As we are resting, the sheep begin to move and the sky grows dark. A storm is coming. Suddenly, it seems important to get off the mountain with its exposed rock. I also don’t want to have to navigate the boardwalk in high winds and rain. My calves can’t take much more today.
So we walk on. And then we walk some more. The air is charged and the fresh smell of earth and rain is magical. I forget my jelly legs and just bask in the beauty of the moment.

Once we are off the cursed boardwalk and back on solid ground it starts to rain. I dig out my raincoat and umbrella. But it is so windy, the rain comes at us sideways. I knew I should have packed my rain pants. We are now soaked and cold. We walk on …..and on.

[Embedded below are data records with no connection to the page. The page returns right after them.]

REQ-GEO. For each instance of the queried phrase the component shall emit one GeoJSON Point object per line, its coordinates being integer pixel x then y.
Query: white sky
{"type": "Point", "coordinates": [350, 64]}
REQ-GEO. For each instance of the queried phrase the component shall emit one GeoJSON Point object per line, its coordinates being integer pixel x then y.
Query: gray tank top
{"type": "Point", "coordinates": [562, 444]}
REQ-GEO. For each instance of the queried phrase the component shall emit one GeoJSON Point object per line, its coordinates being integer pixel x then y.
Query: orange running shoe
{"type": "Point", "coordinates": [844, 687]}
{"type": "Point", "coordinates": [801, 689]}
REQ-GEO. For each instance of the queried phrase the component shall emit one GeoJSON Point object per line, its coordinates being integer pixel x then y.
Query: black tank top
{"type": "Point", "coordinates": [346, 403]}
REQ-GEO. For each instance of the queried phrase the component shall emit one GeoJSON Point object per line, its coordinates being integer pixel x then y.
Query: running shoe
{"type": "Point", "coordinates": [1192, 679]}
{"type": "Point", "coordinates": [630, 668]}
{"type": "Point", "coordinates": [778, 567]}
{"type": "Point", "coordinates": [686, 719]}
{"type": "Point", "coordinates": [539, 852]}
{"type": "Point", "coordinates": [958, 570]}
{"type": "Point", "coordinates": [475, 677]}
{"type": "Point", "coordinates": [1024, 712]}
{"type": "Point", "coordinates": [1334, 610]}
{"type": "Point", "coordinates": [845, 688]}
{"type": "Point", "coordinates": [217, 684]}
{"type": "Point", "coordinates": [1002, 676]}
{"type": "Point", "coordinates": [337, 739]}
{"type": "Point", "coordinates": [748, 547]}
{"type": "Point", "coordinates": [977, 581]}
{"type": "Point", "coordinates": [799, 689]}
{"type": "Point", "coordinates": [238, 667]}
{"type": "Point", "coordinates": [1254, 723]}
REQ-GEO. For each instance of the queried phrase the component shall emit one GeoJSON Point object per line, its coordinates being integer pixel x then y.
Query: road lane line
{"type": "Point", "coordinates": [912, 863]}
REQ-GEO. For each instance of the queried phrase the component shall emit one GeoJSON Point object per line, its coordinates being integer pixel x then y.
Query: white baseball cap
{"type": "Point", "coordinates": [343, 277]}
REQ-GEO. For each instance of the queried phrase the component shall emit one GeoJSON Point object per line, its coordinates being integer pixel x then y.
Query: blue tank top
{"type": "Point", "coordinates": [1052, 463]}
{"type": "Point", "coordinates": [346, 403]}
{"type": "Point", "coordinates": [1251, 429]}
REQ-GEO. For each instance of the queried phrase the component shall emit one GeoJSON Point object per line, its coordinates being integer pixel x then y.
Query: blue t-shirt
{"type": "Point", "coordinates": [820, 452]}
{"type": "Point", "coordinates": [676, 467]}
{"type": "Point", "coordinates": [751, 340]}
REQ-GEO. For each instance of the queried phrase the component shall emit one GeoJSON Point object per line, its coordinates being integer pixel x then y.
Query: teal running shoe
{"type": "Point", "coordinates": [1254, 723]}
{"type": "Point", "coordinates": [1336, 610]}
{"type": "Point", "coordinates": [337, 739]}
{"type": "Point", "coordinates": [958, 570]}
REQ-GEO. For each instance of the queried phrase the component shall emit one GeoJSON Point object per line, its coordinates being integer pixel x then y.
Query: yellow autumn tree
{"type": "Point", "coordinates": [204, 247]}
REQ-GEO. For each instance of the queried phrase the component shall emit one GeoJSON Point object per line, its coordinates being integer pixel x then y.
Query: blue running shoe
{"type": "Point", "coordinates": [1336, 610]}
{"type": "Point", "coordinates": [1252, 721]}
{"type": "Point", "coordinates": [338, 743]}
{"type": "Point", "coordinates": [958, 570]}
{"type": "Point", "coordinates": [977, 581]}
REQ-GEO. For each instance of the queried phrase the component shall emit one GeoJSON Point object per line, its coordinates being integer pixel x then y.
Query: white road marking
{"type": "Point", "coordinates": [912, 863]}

Finally, I see the parking lot. My husband greets us as we return to the car. It is warm and toasty inside where he has been watching and waiting.
We decide to drive to Belcoo and find a pub because our daughter wants fish and chips. It seems like a great idea. We need to refuel and celebrate the day we conquered Cuilcagh.
The local pub is friendly and the food is good. We laugh and eat. I say “we should do this more often.” My son in law says. “Yes but maybe we should have a four mile limit on each outing.” I think to myself that whatever it takes to keep the family hiking together is okay by me. Inside, I know I would hike this mountain again and again. It has found a place in my heart.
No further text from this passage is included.